Woke comedy is nothing to laugh at

trans pride
trans pride

In a long interview in the Guardian, Stephen Merchant has addressed concerns about cancel culture in comedy, targeting “the extreme left and PC crap and people worrying so much about offending other people.”

He spoke, says the interviewer, “cautiously, as if walking barefoot on stones”.

“Well,” he says, “it seems to me that there’s always been policing of comedy... I think the difference is that it used to feel like it was the Right that was policing it. It feels like it’s the Left that’s doing it now, and it’s allowed the Right to become the arbiters of free speech. Which does feel like quite a significant shift.”

As a long-term resident of Brighton and Hove, where the beach is notoriously more… coarse-grained, shall we say, than those near Stephen’s present home in the Hollywood Hills, I certainly know what it’s like to walk barefoot on stones. But I have long learned to strap my size 11s on and wade in when it comes to cancel culture.

Stephen is right that the naggers and the scolds now come from the Left, but it’s been a whole generation since this shift occurred. The last time the Right was policing comedy, it was in the form of Constance Mary Whitehouse CBE, and she died in 2001. Her school ma’amish – if arguably prescient – views on moral decline and the slippery slope were already quaint enough for the mockery to land when Cambridge graduates Newman, Baddiel, Punt and Dennis called themselves the Mary Whitehouse Experience in 1989.

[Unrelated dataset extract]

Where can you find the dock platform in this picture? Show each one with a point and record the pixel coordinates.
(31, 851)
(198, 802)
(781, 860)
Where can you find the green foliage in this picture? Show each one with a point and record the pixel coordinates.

There was a brief eruption of Christian outrage in 2005 at Jerry Springer the Opera, which did seem calculated to provoke. But its creator Stewart Lee still managed to remain personally uncancelled, so that was very much the Culloden of those hopes for “silent majority” revival. Nothing of consequence has been heard of since.

Cambridge or indeed any university was one thing that grammar school girl Mary herself had sadly not experienced, of course, hence her regrettably naïve pre-Enlightenment views. In fact, both the new “alternative” comedy and the excision of the old bowtie guard could as easily be framed as the “Revolt of the Elites” as much as a clash of Right and Left.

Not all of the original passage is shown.